Before your first PMQs, you will need to tell the parliamentary Labour party in a private session that you are determined to change PMQs into an occasion that will win public respect instead of scorn, and that to achieve this you will need the cooperation of your back-benchers:  no more baying and howling, no more loud false laughter, no more jeering.  A few quiet ‘Hear, Hears’ to salute your best points should be quite enough.  A few louder ‘Hear, Hears’ to greet those of your questions in which you actually welcome aspects of government policy, and pay suitable compliments to those ministers doing the right things, will be even better.  How civilised it will be if you can refrain from making lengthy speeches to introduce each question — and, if I might discreetly say so, we have by now firmly grasped the point about how much you love your brother.  Enough said.

The impression you’ll be able to make by this dramatic change of style should be immediate and hugely favourable.  Of course your speeches and the way you handle radio and television interviews will be important too — and you have shown in your interview on the Andrew Marr Show last Sunday that you have real flair in that tricky department.  But PMQs may prove to be the most important litmus test of all.  It will require almost superhuman self-control not to bite back in response to intolerable provocation, not only from the prime minister but also from the supporting primates beside and behind him.  If you can bring yourself to treat them as humans, and grown-up humans too, perhaps they will start to behave like grown-up humans.  Even if they don’t, the effort will add hugely to your stature.  I’m sure you will bring it off superbly.

Best wishes:  you’ve made a cracking start, if I might respectfully says so — all you have to do now is keep it up.

PS:  Yes, I cast both my first preferences for you — and your conference speech vindicated my judgement in spades.

Brian

The long leadership campaign is over and the most promising candidate from Labour’s point of view has won.  The next significant events are next week’s elections by Labour MPs to the shadow cabinet and Ed Miliband’s allocation of shadow portfolios to those elected.  The biggest problems here will be Ed Balls and David Miliband, both certain to win shadow cabinet places (assuming that David decides to stand).

Ed Balls ran a splendid, pugnacious leadership campaign and was easily the most effective of the potentially electable candidates in exposing the coalition’s kamikaze economic policies, to the point where he seemed at times to have taken on the role of leader of the opposition.  He will desperately want to be shadow Chancellor and, if denied that key post, could be a smouldering threat in any other capacity to the new leader.  The problem is that he was the keenest and most aggressive Brownite, probably more so than Gordon, and his performance as Chancellor of the Exchequer if Labour wins the next election would risk replicating the worst features of Gordon Brown’s Chancellorship — the secretiveness, constant disloyal challenges to the prime minister’s authority, the apparent willingness to let his team brief against colleagues, the failure to work in a collegiate spirit with ministerial colleagues, the by-passing of officials whose advice might prove unwelcome: administration by exclusive coterie.  No doubt Balls is aware of these fears about the way he would behave as Chancellor in a Labour government and will try to avoid confirming such suspicions, if given the job. But can this oldish dog really learn new tricks now?

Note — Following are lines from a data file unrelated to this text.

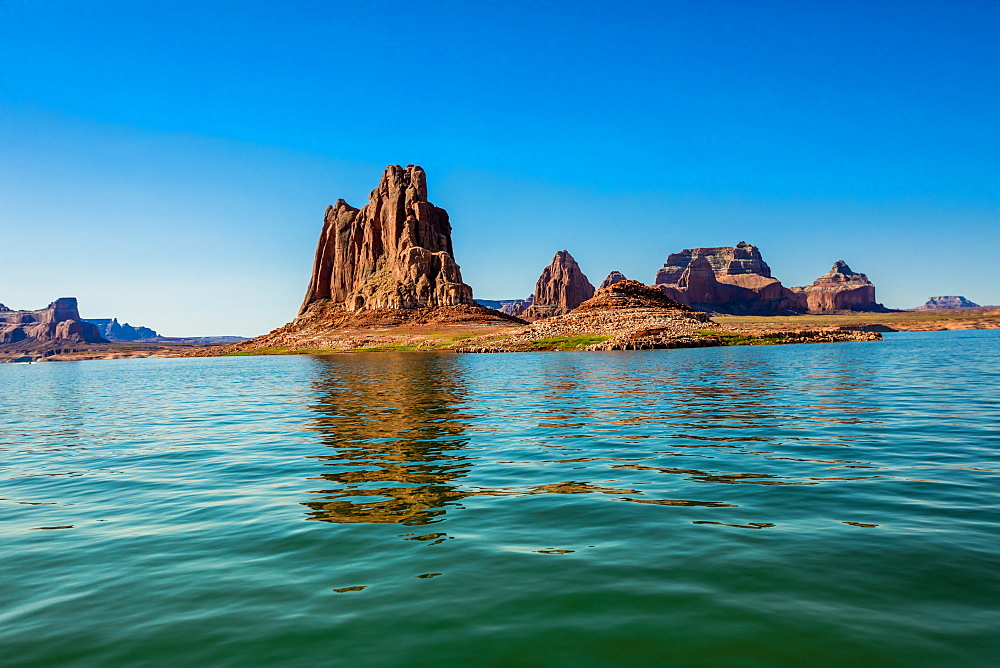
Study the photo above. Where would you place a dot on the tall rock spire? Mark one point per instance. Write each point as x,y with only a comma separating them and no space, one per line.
560,289
393,253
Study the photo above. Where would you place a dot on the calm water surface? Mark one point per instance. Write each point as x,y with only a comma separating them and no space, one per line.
817,504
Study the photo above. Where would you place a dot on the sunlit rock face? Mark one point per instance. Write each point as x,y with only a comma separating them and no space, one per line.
947,301
613,277
59,321
560,289
393,253
840,289
726,279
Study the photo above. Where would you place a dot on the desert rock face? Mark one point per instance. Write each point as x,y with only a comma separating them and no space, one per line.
112,330
631,316
840,289
560,289
393,253
59,321
947,301
613,277
726,279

Another dimension of the potential problem is that if David does decide to stand for the shadow cabinet, the only position Ed can offer without humiliating him will be shadow Chancellor, and that further aggravates the Balls dilemma.  In the somewhat unlikely event of my being in Ed Miliband’s shoes, I would either appoint Ed Balls as shadow Chancellor (but secretly resolve not to appoint him as substantive Chancellor in a Labour government), or appoint brother David as shadow Chancellor on the understanding that after, say, two years he would move on to another shadow post (home secretary?  Minister of Justice?  even back to Foreign Secretary?) whereupon Balls would become shadow Chancellor.  In other words, Balls might well excel as shadow Chancellor in opposition, but to have him as the actual Chancellor of the Exchequer in a Labour government would be unacceptably risky, given the way he seems to have acted with Gordon Brown at the Treasury not very long ago.

The reaction of the Tory press, Tory loud-mouth MPs and Tory bloggers has been utterly predictable.  Because in the final round, after redistribution of preferences, David had a slim majority over Ed in the constituency and MPs sections, with Ed depending on an almost equally slim majority in the trade union section for his overall majority, the Tories are already baying about ‘Red Ed’ being a hostage of the unions and questioning his legitimacy as an elected leader.  This is juvenile rubbish.  The trade union movement created the Labour Party and has always been as much a part of it as the individual members:  the union element keeps the party’s feet on the ground.  Ed M will no more be a prisoner of the unions than any other Labour leader has been:  the unions are unlikely to withhold funding from Labour under Ed if his policies are not 100% to their liking, not least because they have nowhere else to go — just as big business and the City are unlikely to stop financing the Conservative party, whatever its policies, since they have nowhere else to go either.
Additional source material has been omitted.